Who You'll Work Closely With

Abhi Sastri

Founder & CEO

Chase Overcash

CTO

What You'll Do
  • Design, develop, and deploy reinforcement learning–based control policies for real-world physical systems (cooling, power, airflow, thermodynamics, etc.).

  • Build and refine digital twin and simulation environments to accelerate training, testing, and Sim2Real deployment.

  • Conduct lab-based and field-based experiments to validate model performance under noisy, dynamic, and safety-critical conditions.

  • Analyze telemetry, time-series, and sensor data to evaluate model reliability, interpret failure cases, and propose improvements.

  • Support integration of LLM-based tools and workflows into the AI control pipeline where relevant (knowledge distillation, inference orchestration, etc.).

  • Lead or contribute to scientific documentation: whitepapers, internal reports, and peer-reviewed publications.

  • Push the frontier of physical-world AI, where physics, reinforcement learning, and industrial automation meet.

  • Collaborate with controls, software, and field engineering teams to integrate models into production-scale data centers and energy systems.

Your Background
  • Bachelor's degree required in Computer Science, Mechanical/Electrical Engineering, Applied Physics, Controls, or related field.

    Master's or Ph.D. strongly preferred for the AI Scientist tier.

  • 2+ years of hands-on experience applying ML to real-world physical, robotic, industrial, or control systems.

  • Proficiency in Python and ML frameworks (PyTorch, TensorFlow); experience with RL libraries.

  • Strong grounding in at least one of: control theory, model-predictive control (MPC), system identification, thermal/fluids, power systems, or industrial automation.

  • Experience working with telemetry/sensor data from PLCs, SCADA, IoT, or industrial control systems.

  • Familiarity with cloud or edge deployment (AWS/Azure, on-prem GPUs, embedded compute).

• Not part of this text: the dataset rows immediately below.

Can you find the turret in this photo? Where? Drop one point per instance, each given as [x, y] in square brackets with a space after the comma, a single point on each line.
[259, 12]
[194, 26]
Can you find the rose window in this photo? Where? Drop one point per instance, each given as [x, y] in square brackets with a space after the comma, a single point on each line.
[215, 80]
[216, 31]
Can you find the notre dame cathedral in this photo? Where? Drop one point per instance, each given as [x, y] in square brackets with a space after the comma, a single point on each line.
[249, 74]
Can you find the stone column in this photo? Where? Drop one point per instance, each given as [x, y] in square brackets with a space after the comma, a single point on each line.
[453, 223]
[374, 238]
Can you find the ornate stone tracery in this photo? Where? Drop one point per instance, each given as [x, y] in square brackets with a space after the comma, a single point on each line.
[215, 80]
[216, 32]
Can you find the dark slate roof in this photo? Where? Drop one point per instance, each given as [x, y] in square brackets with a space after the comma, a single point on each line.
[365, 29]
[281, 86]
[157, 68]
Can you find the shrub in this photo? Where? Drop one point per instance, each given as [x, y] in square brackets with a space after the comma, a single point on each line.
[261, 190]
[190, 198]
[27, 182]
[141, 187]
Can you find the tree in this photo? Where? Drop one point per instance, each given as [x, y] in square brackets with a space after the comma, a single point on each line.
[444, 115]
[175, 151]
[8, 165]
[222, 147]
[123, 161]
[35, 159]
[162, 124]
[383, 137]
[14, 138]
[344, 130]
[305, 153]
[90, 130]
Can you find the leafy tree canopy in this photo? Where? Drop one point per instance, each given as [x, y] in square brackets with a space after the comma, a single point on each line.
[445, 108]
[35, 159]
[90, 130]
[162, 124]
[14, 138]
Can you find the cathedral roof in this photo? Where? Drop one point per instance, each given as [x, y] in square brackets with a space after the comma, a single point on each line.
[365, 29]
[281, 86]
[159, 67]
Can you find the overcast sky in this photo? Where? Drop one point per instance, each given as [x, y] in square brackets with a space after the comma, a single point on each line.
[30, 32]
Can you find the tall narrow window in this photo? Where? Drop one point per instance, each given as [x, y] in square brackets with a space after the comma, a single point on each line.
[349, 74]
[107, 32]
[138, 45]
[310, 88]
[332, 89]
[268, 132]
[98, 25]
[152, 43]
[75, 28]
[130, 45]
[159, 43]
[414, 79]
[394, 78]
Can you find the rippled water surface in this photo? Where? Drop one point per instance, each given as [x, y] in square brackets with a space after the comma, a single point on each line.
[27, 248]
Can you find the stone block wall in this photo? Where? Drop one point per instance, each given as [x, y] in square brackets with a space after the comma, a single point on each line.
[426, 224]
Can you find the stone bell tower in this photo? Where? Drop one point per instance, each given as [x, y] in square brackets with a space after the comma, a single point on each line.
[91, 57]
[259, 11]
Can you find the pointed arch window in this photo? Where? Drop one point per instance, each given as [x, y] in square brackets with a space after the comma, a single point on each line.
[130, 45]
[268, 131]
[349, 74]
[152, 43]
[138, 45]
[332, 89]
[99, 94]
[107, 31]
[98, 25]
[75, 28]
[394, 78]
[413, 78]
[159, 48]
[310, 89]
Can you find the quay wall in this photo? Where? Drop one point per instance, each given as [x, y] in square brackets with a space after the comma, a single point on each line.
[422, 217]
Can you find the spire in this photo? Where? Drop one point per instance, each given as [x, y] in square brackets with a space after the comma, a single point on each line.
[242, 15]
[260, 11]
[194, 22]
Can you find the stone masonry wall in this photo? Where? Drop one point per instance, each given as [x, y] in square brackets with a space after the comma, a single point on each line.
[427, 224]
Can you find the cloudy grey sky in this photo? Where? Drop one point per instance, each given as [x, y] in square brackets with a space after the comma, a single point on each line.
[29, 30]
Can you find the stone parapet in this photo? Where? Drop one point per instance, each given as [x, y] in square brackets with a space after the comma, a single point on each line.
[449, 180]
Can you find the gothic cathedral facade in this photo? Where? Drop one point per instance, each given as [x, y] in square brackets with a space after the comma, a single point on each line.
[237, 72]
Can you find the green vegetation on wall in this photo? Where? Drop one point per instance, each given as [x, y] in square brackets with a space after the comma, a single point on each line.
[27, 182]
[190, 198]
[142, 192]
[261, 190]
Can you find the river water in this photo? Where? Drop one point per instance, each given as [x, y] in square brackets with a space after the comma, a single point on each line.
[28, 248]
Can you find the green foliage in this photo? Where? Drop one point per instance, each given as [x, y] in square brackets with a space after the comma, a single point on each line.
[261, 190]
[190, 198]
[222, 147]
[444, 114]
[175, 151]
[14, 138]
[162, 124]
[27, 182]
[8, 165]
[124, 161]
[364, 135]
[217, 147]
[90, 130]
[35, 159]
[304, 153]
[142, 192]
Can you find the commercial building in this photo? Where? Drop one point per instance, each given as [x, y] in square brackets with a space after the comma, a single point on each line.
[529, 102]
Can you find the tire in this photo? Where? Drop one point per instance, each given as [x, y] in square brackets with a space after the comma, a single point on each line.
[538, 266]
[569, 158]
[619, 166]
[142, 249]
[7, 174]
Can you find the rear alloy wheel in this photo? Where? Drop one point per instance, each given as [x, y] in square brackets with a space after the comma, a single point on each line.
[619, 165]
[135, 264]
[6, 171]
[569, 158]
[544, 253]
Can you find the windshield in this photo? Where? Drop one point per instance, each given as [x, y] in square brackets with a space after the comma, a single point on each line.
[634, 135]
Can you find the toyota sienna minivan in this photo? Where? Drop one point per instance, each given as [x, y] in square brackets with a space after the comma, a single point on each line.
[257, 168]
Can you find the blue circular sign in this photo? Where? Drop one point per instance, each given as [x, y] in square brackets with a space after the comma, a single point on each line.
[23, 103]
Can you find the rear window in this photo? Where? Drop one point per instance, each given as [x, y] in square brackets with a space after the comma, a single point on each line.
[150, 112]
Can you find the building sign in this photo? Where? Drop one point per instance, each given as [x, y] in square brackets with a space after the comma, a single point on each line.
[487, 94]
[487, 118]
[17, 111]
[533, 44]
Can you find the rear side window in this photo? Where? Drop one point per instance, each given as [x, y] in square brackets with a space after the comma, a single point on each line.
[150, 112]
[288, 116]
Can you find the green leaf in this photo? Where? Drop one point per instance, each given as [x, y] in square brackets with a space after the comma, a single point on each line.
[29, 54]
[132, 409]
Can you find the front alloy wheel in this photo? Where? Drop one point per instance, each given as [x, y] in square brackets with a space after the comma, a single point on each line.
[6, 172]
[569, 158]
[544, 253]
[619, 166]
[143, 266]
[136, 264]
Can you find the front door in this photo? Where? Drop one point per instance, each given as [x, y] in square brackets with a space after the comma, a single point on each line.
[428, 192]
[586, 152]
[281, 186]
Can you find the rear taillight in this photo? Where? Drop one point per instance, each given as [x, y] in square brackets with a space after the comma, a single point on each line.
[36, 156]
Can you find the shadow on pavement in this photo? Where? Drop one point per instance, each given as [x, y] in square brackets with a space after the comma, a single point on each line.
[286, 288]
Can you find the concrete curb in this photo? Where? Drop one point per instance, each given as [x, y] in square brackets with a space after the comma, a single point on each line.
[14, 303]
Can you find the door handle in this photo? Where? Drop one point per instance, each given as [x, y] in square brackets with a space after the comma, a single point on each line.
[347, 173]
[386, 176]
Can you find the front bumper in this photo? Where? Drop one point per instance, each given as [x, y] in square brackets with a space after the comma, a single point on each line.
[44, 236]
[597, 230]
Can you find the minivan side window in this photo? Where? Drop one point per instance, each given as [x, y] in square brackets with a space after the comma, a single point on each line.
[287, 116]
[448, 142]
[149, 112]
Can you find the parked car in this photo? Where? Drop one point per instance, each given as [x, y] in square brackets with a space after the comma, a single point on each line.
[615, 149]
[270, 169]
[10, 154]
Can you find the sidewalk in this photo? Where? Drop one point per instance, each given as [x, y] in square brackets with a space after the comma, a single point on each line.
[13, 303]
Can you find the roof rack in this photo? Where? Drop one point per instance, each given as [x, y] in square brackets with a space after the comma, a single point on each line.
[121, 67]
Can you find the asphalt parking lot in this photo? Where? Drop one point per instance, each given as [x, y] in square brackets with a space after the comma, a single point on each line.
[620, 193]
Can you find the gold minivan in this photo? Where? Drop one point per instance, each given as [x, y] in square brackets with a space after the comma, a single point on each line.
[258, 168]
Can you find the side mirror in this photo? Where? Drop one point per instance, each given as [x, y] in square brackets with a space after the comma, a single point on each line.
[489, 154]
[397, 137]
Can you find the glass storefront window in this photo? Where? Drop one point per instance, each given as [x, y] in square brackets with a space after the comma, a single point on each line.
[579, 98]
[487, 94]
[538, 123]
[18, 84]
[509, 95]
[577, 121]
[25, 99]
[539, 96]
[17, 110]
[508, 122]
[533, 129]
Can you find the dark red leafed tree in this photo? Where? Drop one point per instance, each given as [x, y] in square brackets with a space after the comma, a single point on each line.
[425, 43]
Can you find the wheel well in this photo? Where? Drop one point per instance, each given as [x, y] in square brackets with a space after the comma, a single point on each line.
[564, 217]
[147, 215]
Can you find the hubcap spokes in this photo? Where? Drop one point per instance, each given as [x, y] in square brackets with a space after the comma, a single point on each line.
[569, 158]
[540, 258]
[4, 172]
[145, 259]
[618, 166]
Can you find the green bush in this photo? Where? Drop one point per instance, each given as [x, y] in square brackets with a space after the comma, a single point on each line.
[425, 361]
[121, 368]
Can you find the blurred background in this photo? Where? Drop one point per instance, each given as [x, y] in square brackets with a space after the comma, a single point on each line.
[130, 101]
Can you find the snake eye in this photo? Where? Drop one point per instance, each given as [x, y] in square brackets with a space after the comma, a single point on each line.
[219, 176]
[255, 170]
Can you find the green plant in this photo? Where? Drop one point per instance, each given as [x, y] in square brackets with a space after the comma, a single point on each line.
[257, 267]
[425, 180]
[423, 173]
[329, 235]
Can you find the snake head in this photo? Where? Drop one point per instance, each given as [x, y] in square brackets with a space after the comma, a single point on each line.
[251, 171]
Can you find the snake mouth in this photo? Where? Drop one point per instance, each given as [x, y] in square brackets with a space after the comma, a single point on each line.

  • Ability to move between research, experimentation, and deployment at startup speed.

Bonus Points
  • Experience deploying AI in data centers, utilities, industrial automation, HVAC, or energy systems.

  • Experience with digital twins, physics engines (Modelica, Simulink, custom simulators).

  • Publications, patents, or open-source work in RL, controls, or applied physical AI.

  • Experience with Sim2Real transfer, safety-critical RL, or physics-informed ML.

  • Experience with LLMs, agentic AI workflows, or hybrid RL + LLM systems.

Culture Fit
  • You are energized by hard problems and high-stakes environments.

  • You want to touch hardware, not just notebooks.

  • You believe AI belongs in the physical world, not just on cloud GPUs.

  • You thrive in "build it, ship it, iterate" environments rather than academic cycles.

  • Due to our mission-critical work, you are eager to help teammates and co-workers during holidays, weekends, and emergencies.

  • You are cordial and over-communicate with teammates, co-workers, and management.

Benefits

Competitive Salary

Attractive compensation package, including equity options.

Benefits

Comprehensive health, dental, and vision insurance, along with other standard benefits.

Work Environment

A dynamic and collaborative San Francisco Bay Area work environment.

Growth Opportunities

Opportunities for professional growth and development, with the chance to shape the future of technology in the industry.